P
pathia
Guest
I didn’t know about my oddities until I went out on my own and had tests done after I graduated from college. Initially I thought I was simply a transsexual, I thought what I was going through was what that was. It wasn’t until I found the internet and poked around my college’s library did I realize things were not exactly normal for me.This discussion is very informative and enlightening - I had no idea how many variations were possible from birth, and I can understand how one could be wrongly assigned a gender based on one of the discussed conditions, thereby necessitating the need from some hormonal or other therapy later in life when it becomes more evident that the initial decision was incorrect. Perhaps this is why someone like Pathia has not experience negative side effects from long-term hormone therapy.
However, doesn’t such a situation significantly differ from one in which a person is from birth, unambiguously, male or female, without any chromosonal or hormonal abnormality, and then decides to attempt to undergo a gender change?
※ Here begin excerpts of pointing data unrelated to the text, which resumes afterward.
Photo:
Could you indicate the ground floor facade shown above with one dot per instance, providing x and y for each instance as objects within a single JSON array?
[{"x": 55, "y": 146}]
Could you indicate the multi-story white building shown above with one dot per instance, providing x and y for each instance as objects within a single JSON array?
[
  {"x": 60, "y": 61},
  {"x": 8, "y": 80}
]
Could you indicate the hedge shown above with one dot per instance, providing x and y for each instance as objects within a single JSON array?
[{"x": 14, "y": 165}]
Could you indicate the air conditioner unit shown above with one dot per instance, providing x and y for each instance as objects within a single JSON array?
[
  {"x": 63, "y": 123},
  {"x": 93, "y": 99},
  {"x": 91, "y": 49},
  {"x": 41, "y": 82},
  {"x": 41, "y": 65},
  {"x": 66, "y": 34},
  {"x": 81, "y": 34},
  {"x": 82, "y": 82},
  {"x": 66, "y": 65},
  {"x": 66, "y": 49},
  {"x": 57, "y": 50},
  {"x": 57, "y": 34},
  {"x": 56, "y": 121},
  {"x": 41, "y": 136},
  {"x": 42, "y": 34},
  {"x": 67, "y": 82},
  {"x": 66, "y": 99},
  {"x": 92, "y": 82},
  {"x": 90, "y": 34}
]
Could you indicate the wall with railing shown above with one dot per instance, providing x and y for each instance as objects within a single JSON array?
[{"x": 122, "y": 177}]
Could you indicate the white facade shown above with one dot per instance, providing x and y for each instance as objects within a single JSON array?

It seems in the latter situation, such surgical procedure is merely mutilation.
I also would be concerned that if medicine fails to recognize such a distinction, it may actually make it more difficult for someone in a situation like Pathia to find an actual cure or correction - science and medicine may just decide that any issues can be superficially corrected with gender reassignment surgery, when a more complete solution may exist, but its discovery not pursued.
I was extremely shy, and never brought up my body’s oddities with my parents until I had moved out, they knew something was off with me, but I was relatively healthy and I never commented on it, so they left it as it was.
That’s why I’m prone to comment on transsexual posts here, because I thought I was myself one from about the age of 12-18.
In no part of any of the therapy for my transsexuality, in which I saw therapists, both catholic and secular, and priests did they ever discuss any medical tests. They instantly assumed it was ‘all in my head’ or part of my upbringing and tried to pin it on absent father (he wasn’t) or overbearing mother (she wasn’t) or the fact that I surely most of just had too many female friends in my younger years (I didn’t).
Given my own experiences, I just guess I give the ‘born that way’ theories a little more credit than most Catholics. This probably puts me against the Church’s teachings, but I have experienced things that no priest or scholar ever has, as far as I’m aware anyway.